“Are you disputing the truth of what I have written?” she glowered. Facing the table of her brothers and sisters with their exasperated or stricken faces, she wanted to just get up and run. They’d called this meeting after reading the draft of her manuscript. She’d told her story, but she couldn’t do that without telling her family’s story.

There was Peter. He was always her little man. No matter how old he got, Jordan couldn’t see her brother as anything other than a cowering preschooler hiding under a table when they went to foster care. He wasn’t taking an angry approach toward Jordan. None of them were when it came right down to it.

Alice had broken down at the meeting. She was always been a demanding child. She wanted her way this time, too. She wanted Jordan to publish the book under a pen name, change all of the family names in the book, and hide some details while Jordan was at it. Alice felt exposed, despite never aging beyond ten years old in the book. In fact, Alice was not mentioned much at all. But Jordan understood that feeling of vulnerability. Writing the memoir made her feel exposed, too.

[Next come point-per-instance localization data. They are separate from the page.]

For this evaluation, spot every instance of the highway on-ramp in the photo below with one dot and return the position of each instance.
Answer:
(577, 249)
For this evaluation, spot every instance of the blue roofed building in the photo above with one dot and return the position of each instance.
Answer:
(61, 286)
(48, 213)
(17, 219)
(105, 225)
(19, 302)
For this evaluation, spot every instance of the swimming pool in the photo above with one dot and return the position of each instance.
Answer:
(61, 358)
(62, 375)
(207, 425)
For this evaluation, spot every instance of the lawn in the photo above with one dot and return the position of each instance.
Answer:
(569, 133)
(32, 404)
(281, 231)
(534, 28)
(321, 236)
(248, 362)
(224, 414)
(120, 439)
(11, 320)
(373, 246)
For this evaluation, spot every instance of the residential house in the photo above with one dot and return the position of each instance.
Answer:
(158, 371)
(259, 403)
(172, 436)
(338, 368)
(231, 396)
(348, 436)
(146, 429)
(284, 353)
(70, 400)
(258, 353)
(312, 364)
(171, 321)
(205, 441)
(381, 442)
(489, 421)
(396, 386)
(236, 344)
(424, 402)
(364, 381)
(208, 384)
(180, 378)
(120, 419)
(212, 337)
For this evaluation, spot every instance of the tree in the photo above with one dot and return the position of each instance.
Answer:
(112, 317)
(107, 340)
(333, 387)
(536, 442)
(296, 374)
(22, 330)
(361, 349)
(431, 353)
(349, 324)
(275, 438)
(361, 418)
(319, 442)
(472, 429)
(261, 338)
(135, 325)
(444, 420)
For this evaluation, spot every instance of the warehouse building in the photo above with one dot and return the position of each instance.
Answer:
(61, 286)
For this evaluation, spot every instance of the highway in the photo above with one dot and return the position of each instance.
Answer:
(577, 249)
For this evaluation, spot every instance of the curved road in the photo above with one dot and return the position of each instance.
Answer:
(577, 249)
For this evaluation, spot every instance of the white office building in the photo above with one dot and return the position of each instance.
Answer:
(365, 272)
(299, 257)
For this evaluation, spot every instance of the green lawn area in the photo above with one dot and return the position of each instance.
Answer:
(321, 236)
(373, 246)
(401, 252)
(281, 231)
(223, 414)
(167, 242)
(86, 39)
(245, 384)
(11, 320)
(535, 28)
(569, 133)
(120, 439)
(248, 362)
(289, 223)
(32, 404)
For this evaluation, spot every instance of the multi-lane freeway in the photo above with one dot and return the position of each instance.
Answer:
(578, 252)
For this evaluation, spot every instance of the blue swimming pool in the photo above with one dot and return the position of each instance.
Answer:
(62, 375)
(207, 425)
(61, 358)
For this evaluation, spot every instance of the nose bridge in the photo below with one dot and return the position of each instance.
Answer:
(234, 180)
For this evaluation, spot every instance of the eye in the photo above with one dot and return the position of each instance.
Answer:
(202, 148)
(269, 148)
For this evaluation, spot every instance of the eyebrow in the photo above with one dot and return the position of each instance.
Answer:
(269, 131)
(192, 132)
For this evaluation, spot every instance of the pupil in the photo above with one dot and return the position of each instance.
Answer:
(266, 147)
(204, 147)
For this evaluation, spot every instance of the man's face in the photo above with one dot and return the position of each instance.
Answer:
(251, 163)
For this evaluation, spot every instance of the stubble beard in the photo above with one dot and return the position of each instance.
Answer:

Paul and his wife didn’t say anything. He didn’t seem to have an opinion one way or another. Andy kept putting his head on his arms, which he had folded against each other on the table. It was also clear he was sneaking peeks at his smartphone under the table. Samantha was patting Alice’s hand, and giving Jordan concerned looks. Samantha, Paul and Andy might have been silent, but Jordan knew they still worried about how their parents were portrayed.

There was something stark and unimpeachable about the indictment of their parents in Jordan’s words. Everyone, including Jordan, rushed to explain the reasons for their shortcomings, but it didn’t seem sufficient. The words themselves stood as judgment.

Jordan heard them out. Peter and Alice really the only ones speaking. The others just looking at their fingernails or tussling their hair. “We don’t mind if you tell our story, but you have to hide who you are.”

“Do you understand that I would need to show my face even as an author, and the minute I do that, any notion of privacy goes out the window?” Jordan noted. “Even the locations I write about will draw their own attention. Remember how that professor wrote a book about our town and suddenly everyone in town was reading it. People are going to figure out who it is.”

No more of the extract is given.